Улица искривлялась, я шел, не припоминая, чтобы мы здесь ходили, и почему-то нисколько не волнуясь. Там был железнодорожный мост, мы проходили под ним – значит, ходят поезда, а их всегда слышно. Потом еще один мост, через реку – и реку я тоже почую за километр. И думая это, я вдруг почувствовал спереди что-то знакомое, но чего быть здесь не должно было, оно вдруг расправилось передо мной, и, чем ближе я подходил, тем становилось яснее: стена. Поезда, правда, где-то ходили, я слышал далекий перестук – и это было за стеной. Справа же я вдруг почувствовал неблизкое, но тревожное и неприятное шевеление. Что-то происходило там, и чем больше я прислушивался, тем яснее понимал, что там были люди. Я аккуратно двинулся вдоль стены, подальше от звука. Жизнь, ворочавшаяся за бетоном, была беспокойная и неприятная – происходило явно что-то такое, о чем мне знать не надо, но вместе с тем что-то знакомое, волнующее.

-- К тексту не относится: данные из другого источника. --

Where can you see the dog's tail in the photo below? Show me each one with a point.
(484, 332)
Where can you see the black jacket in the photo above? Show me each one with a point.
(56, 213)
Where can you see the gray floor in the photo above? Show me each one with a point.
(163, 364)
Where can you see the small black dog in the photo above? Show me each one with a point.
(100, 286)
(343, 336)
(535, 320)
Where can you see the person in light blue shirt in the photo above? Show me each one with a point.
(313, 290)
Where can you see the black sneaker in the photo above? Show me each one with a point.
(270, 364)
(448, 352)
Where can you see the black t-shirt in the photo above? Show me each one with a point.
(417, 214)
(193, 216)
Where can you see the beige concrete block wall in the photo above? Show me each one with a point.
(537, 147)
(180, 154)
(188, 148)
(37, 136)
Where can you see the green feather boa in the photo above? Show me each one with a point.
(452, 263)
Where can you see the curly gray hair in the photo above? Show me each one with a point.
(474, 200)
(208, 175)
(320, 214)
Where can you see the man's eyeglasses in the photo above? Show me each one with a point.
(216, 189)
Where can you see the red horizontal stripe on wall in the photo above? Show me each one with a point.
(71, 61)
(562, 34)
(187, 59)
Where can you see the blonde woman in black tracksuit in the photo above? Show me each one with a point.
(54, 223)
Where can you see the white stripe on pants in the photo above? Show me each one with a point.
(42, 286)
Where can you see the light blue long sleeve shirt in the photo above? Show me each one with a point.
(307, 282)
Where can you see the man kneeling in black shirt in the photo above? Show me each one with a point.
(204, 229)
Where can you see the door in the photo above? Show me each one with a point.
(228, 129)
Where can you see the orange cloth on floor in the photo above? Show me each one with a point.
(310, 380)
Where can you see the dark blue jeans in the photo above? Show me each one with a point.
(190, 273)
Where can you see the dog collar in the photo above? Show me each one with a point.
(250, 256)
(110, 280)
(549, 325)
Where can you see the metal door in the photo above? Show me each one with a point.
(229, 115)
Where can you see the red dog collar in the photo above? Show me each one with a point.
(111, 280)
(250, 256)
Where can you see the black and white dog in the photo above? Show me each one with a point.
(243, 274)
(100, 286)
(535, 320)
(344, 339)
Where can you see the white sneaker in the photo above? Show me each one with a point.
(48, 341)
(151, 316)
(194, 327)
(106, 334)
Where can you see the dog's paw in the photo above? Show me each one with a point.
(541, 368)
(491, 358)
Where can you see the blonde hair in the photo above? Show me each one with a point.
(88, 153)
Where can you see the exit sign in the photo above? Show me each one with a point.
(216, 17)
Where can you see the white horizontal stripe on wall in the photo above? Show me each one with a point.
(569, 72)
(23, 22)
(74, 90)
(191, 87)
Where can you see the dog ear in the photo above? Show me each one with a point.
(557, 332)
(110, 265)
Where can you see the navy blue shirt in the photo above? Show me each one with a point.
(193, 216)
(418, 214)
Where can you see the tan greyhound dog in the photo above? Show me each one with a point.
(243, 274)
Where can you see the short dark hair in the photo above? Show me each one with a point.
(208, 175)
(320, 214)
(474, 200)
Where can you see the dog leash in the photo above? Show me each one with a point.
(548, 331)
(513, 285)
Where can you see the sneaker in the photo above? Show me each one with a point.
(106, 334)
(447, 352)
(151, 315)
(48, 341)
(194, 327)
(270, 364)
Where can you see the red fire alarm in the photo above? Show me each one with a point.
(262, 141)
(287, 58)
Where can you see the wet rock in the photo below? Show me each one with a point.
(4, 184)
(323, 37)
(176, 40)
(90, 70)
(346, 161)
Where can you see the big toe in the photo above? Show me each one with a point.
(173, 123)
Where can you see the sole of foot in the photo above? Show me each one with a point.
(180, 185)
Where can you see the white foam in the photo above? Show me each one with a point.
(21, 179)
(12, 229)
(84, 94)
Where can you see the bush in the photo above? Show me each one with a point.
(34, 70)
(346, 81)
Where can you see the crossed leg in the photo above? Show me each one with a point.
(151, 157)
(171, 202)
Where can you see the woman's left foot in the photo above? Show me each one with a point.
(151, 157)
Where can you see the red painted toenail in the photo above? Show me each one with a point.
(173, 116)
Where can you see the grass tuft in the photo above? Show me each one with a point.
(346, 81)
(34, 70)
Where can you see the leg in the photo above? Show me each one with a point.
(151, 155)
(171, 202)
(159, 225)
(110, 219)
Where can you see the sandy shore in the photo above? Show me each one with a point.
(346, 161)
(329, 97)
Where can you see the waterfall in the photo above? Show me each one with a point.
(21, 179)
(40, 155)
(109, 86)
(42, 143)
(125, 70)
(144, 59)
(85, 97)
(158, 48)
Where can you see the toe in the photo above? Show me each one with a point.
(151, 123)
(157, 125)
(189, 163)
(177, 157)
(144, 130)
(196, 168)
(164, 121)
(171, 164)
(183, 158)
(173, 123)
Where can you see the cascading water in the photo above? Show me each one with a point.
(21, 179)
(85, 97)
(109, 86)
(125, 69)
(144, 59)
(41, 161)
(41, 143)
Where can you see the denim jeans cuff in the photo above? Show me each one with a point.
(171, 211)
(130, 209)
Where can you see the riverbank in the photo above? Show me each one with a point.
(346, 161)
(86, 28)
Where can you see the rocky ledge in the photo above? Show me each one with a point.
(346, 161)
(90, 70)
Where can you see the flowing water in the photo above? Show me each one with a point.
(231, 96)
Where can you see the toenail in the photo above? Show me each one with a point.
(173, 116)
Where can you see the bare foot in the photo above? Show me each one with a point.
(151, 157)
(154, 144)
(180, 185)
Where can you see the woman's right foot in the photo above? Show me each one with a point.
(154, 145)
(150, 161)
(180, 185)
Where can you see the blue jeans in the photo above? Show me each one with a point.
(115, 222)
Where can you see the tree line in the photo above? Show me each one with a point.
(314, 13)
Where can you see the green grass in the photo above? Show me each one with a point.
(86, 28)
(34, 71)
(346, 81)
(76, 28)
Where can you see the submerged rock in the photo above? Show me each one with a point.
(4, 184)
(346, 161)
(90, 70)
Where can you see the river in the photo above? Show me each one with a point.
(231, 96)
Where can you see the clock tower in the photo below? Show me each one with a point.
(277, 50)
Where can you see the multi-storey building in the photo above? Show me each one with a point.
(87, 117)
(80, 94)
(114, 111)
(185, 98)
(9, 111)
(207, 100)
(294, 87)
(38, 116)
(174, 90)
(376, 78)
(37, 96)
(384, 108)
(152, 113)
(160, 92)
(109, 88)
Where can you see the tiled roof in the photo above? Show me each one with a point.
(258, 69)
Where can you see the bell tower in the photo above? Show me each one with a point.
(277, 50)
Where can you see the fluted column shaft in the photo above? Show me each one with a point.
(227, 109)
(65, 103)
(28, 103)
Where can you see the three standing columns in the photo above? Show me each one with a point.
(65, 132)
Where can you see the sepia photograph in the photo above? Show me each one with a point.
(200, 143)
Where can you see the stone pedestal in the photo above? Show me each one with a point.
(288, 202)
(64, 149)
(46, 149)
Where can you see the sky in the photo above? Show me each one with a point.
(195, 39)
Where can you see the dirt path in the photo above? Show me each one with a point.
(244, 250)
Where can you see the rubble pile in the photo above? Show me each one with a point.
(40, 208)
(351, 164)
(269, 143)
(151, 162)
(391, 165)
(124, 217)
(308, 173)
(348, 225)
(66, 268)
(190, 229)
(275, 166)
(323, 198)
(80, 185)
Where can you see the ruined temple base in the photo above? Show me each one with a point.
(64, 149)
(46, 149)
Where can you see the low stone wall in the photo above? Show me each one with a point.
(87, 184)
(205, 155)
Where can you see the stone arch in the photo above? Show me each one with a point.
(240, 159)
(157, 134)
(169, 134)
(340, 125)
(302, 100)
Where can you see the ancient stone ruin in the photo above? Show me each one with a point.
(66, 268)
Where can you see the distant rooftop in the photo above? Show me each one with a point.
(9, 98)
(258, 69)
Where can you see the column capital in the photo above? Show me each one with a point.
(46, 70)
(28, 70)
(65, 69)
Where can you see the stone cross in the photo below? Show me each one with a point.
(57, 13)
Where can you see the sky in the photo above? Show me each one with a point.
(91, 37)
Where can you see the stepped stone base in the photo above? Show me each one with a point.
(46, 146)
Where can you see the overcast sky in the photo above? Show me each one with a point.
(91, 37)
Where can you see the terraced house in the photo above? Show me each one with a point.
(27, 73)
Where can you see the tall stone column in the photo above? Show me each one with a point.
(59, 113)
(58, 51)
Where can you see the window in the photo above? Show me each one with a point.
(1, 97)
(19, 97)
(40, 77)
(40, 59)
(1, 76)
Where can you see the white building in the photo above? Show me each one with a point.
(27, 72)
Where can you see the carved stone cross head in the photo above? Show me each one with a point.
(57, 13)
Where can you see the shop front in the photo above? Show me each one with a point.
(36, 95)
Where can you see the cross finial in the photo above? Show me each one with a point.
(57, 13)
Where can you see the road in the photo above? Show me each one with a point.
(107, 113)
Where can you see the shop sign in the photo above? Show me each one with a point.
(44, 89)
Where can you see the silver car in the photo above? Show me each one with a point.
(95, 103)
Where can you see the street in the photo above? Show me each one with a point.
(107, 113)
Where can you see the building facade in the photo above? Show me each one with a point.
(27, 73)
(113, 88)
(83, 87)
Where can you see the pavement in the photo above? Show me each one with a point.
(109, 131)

– Нацисты, – сказал я и сделал еще два шага вбок.
За стеной пахло темной расправой, но не такой, далеко не такой, как в подворотнях Пренцлауэрберг. Здесь не было пьяного дыхания, не было удалого гиканья – а была магнетическая осторожность и сдержанная сила, как у любовников, трогающих друг друга в ресторане под столом втайне от сидящих рядом жены и мужа.
В этот момент из-за стены раздалось несколько сухих хлопков, и следом тихая настороженная деятельность превратилась в бурю: кто-то бежал, раскачиваясь и хлопая одеждой, в мою сторону, а кто-то другой, за стеной, удалялся, спотыкаясь, гремя железом, падая и все же неуклонно исчезая.